Le dimanche étant notre jour préféré pour quitter les mégalopoles nous avons donc enfourché les vélos dès 7 h du matin. Le brouillard cachait le sommet des collines, notre but. 500 mètres de dénivelé en 13 km sur une autoroute non interdite aux vélos, bien que nous n’en voyions pas d’autres. En revanche nous serons croisés – et même doublés – par des gars qui font leur footing du dimanche matin. Ah ! Les plaisirs du sport en pleine nature !

 

J’étais partie pleine d’appréhension après les malaises de la veille. Mais, dopée aux granulés de Coca (9ch) et en faisant de nombreuses et courtes pauses, je l’ai eu sans trop de difficultés cette côte. D’où l’art du pessimisme qui permet d’avoir de belles surprises. 2h30 mn tout de même – arrêts compris- pour arriver en haut contre dix minutes en téléphérique. Le dimanche n’était peut-être pas le meilleur jour pour quitter La Paz car en haut, dans le quartier de El Alto (900 000 habitants) c’est jour de grand marché. Et nous nous sommes retrouvés dans un gigantesque embouteillage, une cohue indescriptible de minibus bondés, des centaines, peut-être un millier. 

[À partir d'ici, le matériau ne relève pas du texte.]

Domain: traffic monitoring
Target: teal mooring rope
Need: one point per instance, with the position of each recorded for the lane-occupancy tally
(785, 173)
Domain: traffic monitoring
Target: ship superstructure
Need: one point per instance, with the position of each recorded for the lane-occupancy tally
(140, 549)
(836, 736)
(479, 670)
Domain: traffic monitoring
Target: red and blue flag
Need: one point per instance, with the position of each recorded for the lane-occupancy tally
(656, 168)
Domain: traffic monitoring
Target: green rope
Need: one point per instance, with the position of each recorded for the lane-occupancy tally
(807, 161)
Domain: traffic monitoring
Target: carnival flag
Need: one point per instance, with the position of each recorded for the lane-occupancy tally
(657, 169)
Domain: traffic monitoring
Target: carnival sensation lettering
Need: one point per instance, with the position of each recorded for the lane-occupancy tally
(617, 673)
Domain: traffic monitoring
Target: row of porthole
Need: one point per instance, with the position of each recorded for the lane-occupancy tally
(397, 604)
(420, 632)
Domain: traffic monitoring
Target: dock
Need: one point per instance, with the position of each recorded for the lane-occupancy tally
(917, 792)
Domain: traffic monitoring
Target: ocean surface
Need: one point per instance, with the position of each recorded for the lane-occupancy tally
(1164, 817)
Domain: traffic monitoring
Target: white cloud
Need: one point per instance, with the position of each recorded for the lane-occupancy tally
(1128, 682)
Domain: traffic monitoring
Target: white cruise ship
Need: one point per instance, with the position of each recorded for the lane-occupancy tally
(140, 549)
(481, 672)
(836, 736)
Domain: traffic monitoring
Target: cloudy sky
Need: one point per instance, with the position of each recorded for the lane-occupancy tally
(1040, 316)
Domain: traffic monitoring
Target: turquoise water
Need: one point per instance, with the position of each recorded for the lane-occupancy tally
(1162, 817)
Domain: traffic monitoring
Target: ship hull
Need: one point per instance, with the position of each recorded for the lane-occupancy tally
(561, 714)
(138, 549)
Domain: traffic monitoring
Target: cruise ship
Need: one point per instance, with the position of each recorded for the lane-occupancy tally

Quand nous avons pu enfin nous extirper de ce chaos ce fut pour rouler sur une grande route en faux plat descendant. Quel bonheur ! Ça roule ! Cela faisait dix jours que nous nous asphyxions au CO2.

 Des vendeuses de rafraichissements vont de minibus en taxis collectifs

Encore 15 km pour quitter l’agglomération qui n’en finit pas de s’étirer en alignements de bâtiments de briques non finis, et puis nous nous sommes retrouvés sur un vaste plateau. A midi, sous un pont, nous mettons les vêtements de pluie et continuons à filer, vent dans le dos, sous l’orage. Une pluie glacée, un peu de grêle. Un coup d’œil sur les sommets à droite : « Oh ! Oh ! La neige n’est pas loin ! » Mes yeux reviennent devant moi : « Mince ! Il y a de la neige sur la route ! ». On y va tranquillo-tranquillo. C’est juste un mauvais passage et ensuite la pluie simplement. En cette saison des pluies les orages se déclenchent chaque après-midi et en soirée.

 

A l’entrée de Huarina nous trouvons une chambre basique, draps et taies d’oreiller pas changés depuis plusieurs passages – ce n’est pas trop la mode les draps propres dans la région- mais avec une superbe vue sur le lac Titicaca.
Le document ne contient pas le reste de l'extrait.